Re: Archaic H. sapiens???

Michael McBroom (
Sat, 18 Jan 1997 09:09:09 -0800

Phil Nicholls wrote:
> (MSCob) wrote:
> >Michael McBroom wrote about the Neanderthal palate and throat:
> >
> > The morphology of the Neanderthal palate and
> >basicranial area, however, indicates that his vowel and consonant
> >inventory was much more limited than ours.
> >
> >
> > Doesn't it show that his inventory was different from ours, rather
> >than necessarily more limited? He could not produce the extreme point
> >vowels (a, i, u), as I recall, but there are lots of sounds in modern
> >languages that are not exploited as widely as they might be, which might
> >have filled out the Neantherthal phonetic inventory: tones; implosive
> >consonants; trills; clicks.
> I have often had similar thoughts when I read the Lieberman and Crelin
> stuff. It all sounds so ethnocentric -- they can't make key sounds of
> European languages, therefore they must not have been able to speak.
> Pah.

Your statement is erroneous.

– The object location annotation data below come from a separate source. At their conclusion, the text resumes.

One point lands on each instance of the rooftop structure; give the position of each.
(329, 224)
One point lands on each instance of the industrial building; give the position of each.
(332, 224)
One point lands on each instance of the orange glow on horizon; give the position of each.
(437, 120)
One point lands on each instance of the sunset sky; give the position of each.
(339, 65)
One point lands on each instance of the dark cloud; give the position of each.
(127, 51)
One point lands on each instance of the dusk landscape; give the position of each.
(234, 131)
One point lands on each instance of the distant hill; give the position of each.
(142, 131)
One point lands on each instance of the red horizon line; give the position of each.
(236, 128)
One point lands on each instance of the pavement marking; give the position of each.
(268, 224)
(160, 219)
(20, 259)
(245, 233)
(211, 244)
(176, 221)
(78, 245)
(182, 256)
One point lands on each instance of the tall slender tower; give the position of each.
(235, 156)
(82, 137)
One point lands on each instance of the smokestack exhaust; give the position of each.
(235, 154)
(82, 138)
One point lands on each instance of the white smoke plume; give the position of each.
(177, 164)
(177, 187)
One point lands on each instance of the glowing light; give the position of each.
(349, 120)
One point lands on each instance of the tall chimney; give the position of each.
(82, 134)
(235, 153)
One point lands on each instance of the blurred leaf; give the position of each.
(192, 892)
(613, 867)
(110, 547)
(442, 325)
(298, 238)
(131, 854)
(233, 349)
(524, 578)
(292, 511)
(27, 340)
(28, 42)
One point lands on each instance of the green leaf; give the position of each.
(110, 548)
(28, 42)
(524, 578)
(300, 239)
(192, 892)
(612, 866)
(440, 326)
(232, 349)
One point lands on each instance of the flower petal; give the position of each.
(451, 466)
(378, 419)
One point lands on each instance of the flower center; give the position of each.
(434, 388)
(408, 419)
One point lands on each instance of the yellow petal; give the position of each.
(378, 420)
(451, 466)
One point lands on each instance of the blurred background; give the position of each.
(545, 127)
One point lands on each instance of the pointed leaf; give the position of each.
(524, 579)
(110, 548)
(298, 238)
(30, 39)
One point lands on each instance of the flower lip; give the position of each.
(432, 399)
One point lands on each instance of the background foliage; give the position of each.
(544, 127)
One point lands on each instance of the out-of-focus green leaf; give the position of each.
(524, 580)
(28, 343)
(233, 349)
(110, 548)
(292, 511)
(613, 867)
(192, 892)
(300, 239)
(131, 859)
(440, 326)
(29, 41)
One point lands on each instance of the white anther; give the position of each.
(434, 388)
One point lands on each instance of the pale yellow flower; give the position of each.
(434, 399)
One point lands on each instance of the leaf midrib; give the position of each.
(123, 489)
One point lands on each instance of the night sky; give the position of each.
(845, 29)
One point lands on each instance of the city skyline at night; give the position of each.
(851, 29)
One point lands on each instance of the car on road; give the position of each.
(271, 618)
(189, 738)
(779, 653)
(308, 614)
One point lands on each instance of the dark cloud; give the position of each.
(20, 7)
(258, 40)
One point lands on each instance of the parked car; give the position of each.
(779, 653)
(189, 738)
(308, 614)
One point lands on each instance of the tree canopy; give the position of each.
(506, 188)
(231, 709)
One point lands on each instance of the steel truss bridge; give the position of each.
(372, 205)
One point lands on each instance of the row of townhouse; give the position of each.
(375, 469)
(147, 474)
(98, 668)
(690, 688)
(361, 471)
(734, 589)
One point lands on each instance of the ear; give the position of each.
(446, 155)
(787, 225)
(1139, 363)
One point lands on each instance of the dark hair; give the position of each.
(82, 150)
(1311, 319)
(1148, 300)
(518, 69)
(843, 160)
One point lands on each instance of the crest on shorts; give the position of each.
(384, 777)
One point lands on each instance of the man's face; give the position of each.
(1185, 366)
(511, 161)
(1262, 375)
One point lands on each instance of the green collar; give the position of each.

It may be a valid criticism of some
Indo-Europeanists, but it does not fit with Lieberman and Crelin. Most
of the world's languages contain the [i], [a], and [u] vowels and the
back consonant [k]. Even despite their claim that Neanderthal was not
able to produce these sounds, Lieberman (and I suspect Crelin as well)
has never claimed that Neanderthal lacked speech.